The Federal Election Commission certified an initial payment of $100,000 to the campaign, which had more than $1.3 million in outstanding debts at the end of March, according to its most recent filing.
The taxpayer funds can go toward helping to pay off those bills and winding down any remaining campaign operations. A Pence aide did not immediately respond to a CNN request for comment Thursday.
Pence’s request for public money, first disclosed in documents released by the FEC earlier this week, underscored the financial difficulties his campaign faced as he tried, unsuccessfully, to mount a primary bid against his onetime boss, former President Donald Trump. In all, Pence’s campaign raised about $5.3 million.
Most major presidential candidates stopped seeking public, matching funds years ago – rather than comply with the program’s strict spending limits.
Democrat Martin O’Malley and the Green Party’s Jill Stein in 2016 were the last presidential contenders to receive the funds, according to the FEC’s data.
In a separate action, the agency on Thursday also agreed to start drafting rules that could ultimately withhold some donor information from the public if adopted. But given the pace of rule-making, no decision is likely before this year’s general election.
The commissioners did reject a proposal advocated by Commissioner Allen Dickerson, a Republican and Trump appointee, that would have established a new process to fast-track individual requests to mask the personal information of political contributors who claim they likely would face harassment or threats. Some election watchdog groups had opposed Dickerson’s measure.

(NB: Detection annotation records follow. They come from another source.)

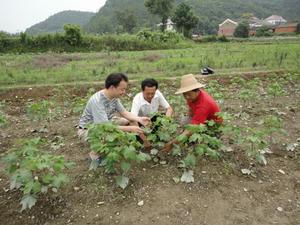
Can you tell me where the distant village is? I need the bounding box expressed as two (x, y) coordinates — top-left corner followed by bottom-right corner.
(218, 15), (297, 37)
(163, 15), (298, 38)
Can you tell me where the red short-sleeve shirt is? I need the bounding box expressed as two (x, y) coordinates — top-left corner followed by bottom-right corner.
(187, 90), (222, 124)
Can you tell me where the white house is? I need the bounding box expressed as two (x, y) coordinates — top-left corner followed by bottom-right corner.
(157, 18), (176, 31)
(265, 15), (287, 25)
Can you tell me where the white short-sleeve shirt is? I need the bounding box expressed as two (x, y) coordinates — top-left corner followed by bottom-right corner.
(131, 90), (170, 116)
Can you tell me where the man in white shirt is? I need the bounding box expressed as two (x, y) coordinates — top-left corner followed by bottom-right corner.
(131, 78), (173, 117)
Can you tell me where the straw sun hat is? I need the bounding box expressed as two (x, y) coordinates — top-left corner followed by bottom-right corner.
(175, 74), (205, 95)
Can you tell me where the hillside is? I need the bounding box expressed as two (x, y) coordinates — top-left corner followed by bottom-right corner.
(25, 10), (94, 35)
(84, 0), (300, 33)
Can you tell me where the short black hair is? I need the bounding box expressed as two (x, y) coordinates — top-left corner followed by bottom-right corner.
(105, 73), (128, 89)
(141, 78), (158, 91)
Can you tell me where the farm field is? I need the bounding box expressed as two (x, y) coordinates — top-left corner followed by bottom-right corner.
(0, 41), (300, 87)
(0, 40), (300, 225)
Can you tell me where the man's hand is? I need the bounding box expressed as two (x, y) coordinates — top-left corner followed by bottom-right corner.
(138, 117), (151, 126)
(128, 126), (144, 134)
(162, 141), (174, 152)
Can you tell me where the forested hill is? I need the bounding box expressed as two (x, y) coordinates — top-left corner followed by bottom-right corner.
(25, 10), (95, 35)
(85, 0), (300, 33)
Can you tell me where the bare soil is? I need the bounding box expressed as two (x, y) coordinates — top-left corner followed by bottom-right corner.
(0, 72), (300, 225)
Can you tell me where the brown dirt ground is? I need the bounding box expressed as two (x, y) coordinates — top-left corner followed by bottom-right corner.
(0, 72), (300, 225)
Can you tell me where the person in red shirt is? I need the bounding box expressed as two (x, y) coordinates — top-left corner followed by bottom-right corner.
(164, 74), (222, 152)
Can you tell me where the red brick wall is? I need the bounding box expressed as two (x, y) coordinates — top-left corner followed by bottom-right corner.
(218, 28), (235, 36)
(275, 26), (297, 33)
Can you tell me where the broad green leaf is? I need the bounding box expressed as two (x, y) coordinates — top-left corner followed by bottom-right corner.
(23, 181), (34, 195)
(195, 145), (207, 156)
(116, 175), (129, 189)
(183, 153), (196, 168)
(137, 152), (151, 162)
(172, 144), (181, 156)
(32, 180), (42, 194)
(180, 170), (194, 183)
(20, 195), (37, 211)
(176, 134), (188, 143)
(206, 149), (220, 159)
(41, 186), (48, 193)
(150, 148), (158, 155)
(106, 152), (120, 162)
(123, 146), (136, 160)
(52, 173), (68, 188)
(42, 173), (53, 184)
(121, 162), (131, 173)
(256, 154), (267, 165)
(9, 174), (22, 190)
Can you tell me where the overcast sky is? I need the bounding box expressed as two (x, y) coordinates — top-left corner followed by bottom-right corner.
(0, 0), (106, 33)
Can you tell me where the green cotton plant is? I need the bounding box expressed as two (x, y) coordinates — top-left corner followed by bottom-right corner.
(88, 122), (151, 189)
(0, 111), (8, 127)
(2, 138), (74, 211)
(267, 82), (285, 99)
(145, 114), (179, 149)
(172, 121), (223, 183)
(206, 80), (225, 103)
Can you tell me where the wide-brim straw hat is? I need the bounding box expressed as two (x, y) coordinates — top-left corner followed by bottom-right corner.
(175, 74), (205, 95)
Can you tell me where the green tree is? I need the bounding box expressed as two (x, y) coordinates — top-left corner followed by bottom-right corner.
(116, 10), (137, 33)
(296, 23), (300, 34)
(145, 0), (174, 31)
(233, 21), (250, 38)
(64, 24), (82, 46)
(172, 2), (199, 37)
(255, 26), (272, 37)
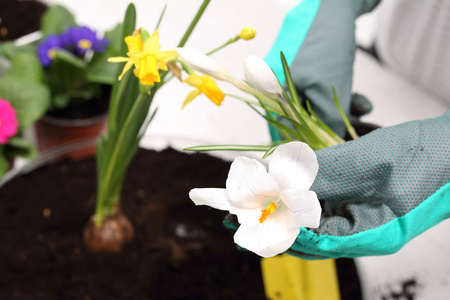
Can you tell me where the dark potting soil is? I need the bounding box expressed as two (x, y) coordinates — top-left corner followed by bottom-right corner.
(0, 149), (360, 300)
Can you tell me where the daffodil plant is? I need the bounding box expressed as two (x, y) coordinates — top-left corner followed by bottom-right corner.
(84, 0), (251, 251)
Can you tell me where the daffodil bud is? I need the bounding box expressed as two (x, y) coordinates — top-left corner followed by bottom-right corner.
(244, 55), (282, 99)
(176, 48), (233, 81)
(239, 26), (256, 41)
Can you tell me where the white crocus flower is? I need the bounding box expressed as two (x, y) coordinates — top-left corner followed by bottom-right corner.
(244, 55), (283, 100)
(189, 142), (321, 257)
(176, 47), (234, 81)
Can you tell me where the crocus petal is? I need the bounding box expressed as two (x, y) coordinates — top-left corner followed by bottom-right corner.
(244, 55), (282, 99)
(280, 189), (322, 228)
(189, 188), (231, 210)
(176, 48), (234, 81)
(226, 157), (279, 208)
(234, 221), (300, 257)
(269, 142), (319, 190)
(229, 203), (267, 224)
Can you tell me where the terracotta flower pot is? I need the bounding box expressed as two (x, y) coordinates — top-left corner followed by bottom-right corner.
(34, 95), (109, 159)
(35, 113), (106, 159)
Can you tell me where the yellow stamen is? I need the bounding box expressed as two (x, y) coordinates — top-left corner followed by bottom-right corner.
(77, 39), (92, 50)
(238, 27), (256, 41)
(259, 202), (277, 224)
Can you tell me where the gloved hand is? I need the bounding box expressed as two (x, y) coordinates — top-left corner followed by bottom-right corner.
(265, 0), (380, 140)
(288, 110), (450, 258)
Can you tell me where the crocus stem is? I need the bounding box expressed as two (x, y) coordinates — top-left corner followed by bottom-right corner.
(178, 0), (210, 47)
(206, 36), (240, 55)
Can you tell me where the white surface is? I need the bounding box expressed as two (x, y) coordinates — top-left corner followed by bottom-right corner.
(38, 0), (450, 299)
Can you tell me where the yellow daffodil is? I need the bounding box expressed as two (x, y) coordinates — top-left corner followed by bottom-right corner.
(108, 30), (178, 85)
(181, 74), (225, 108)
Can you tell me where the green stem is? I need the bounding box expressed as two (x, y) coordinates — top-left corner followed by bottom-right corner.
(206, 36), (240, 55)
(94, 93), (148, 225)
(178, 0), (211, 47)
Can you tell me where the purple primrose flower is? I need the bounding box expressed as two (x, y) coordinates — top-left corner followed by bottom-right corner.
(37, 34), (62, 67)
(61, 26), (108, 55)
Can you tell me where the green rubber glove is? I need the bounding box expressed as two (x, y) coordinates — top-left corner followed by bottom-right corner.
(288, 110), (450, 258)
(265, 0), (380, 140)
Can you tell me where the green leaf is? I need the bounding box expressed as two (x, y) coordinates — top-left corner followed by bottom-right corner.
(52, 49), (87, 69)
(117, 3), (136, 55)
(87, 24), (123, 85)
(7, 52), (44, 83)
(0, 145), (9, 178)
(0, 76), (50, 131)
(41, 5), (77, 37)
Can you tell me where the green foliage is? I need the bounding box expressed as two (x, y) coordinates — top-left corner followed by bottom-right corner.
(41, 5), (77, 37)
(94, 0), (209, 225)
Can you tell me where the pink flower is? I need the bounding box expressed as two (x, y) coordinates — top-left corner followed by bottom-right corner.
(0, 98), (19, 145)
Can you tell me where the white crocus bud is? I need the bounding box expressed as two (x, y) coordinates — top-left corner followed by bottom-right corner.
(244, 55), (283, 99)
(176, 47), (234, 81)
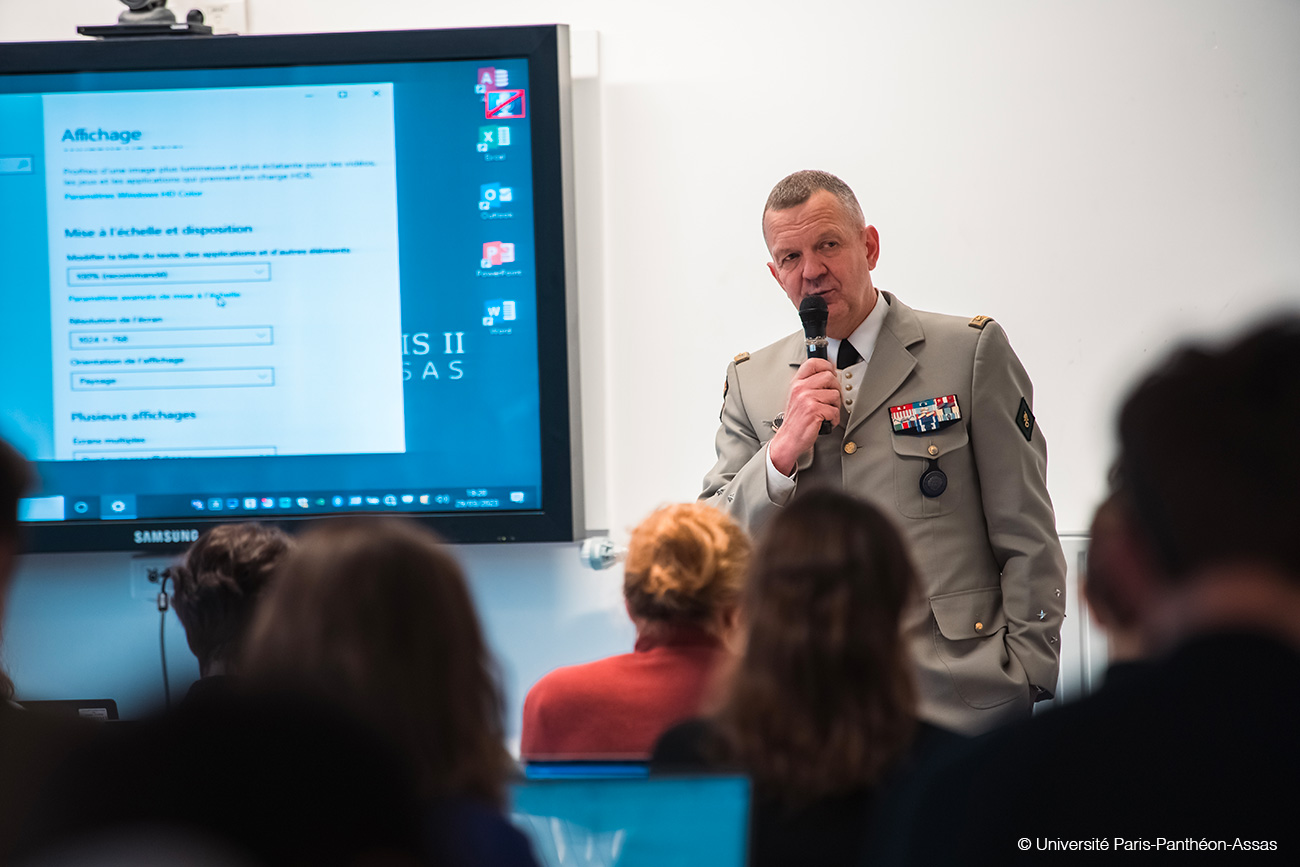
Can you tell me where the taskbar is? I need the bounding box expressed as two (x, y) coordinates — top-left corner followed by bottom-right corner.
(23, 486), (541, 521)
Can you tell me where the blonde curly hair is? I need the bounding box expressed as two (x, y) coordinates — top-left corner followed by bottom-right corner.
(623, 503), (751, 625)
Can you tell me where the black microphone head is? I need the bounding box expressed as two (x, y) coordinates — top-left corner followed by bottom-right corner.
(800, 295), (829, 337)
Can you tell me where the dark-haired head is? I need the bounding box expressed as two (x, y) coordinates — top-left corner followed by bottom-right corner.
(719, 490), (918, 802)
(1119, 316), (1300, 585)
(172, 524), (293, 676)
(244, 519), (511, 805)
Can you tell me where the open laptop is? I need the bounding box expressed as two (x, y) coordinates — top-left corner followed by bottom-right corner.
(511, 776), (750, 867)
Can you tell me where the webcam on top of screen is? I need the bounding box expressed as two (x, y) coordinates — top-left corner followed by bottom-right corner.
(77, 0), (212, 39)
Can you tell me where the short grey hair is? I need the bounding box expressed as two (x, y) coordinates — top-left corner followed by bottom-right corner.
(763, 169), (867, 226)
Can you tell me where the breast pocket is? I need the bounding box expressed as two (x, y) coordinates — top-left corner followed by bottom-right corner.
(892, 421), (971, 517)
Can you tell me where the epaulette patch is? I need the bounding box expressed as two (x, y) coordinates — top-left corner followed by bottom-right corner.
(1015, 398), (1034, 442)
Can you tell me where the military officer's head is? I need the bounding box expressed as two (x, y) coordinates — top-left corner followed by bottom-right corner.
(763, 170), (880, 339)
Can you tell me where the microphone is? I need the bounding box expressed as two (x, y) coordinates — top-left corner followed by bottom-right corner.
(800, 295), (832, 434)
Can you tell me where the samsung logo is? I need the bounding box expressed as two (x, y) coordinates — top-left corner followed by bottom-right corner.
(135, 530), (199, 545)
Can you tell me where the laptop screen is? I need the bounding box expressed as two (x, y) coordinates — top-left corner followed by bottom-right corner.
(511, 776), (750, 867)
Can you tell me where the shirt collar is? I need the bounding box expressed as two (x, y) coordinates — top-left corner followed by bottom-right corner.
(826, 291), (889, 364)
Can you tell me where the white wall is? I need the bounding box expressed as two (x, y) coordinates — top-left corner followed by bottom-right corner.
(0, 0), (1300, 733)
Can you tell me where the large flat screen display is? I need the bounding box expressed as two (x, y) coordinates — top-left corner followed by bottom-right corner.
(0, 27), (577, 551)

Under federal law, federal campaigns and political action committees must disclose identifying information – including names, addresses and employers – of donors who contribute more than $200. And regulators require that fundraising platforms, such as WinRed and ActBlue, disclose those details for all contributors, regardless of the donation size.
Dickerson said the disclosure requirements date back to the FEC’s creation in the 1970s when campaign finance records were kept on paper in the commission’s office. “Now, that information is available to anyone, instantly and forever, on the internet,” he said.
Courts have agreed to allow exceptions to disclosure rules. Most notably, the Supreme Court, during the Jim Crow era, exempted the NAACP from local and state mandates to disclose its members’ identities. And the FEC has acted in individual cases to redact some personal information from public filings when requested.
Although the panel rejected Dickerson’s proposal to adopt a new streamlined process to withhold personal information, some commissioners signaled they were open to further debate on how to balance the tension between transparency and personal privacy.
Commissioner Dara Lindenbaum, a Democrat appointed by President Joe Biden, said Congress should reconsider whether the street numbers and street names of donors’ addresses must be publicly disclosed.
“Consider a victim of domestic violence who retreats to the refuge of a childhood home or a family member’s residence, only for their abuser to locate them by searching their parents’ or other family members’ names on the commission’s website,” she said.
Saurav Ghosh, director of federal campaign finance reform with the Campaign Legal Center watchdog group, said his organization would have to closely examine any proposed changes to disclosure requirements and he would be concerned about new rules resulting “in a net loss of information about who’s spending on elections.”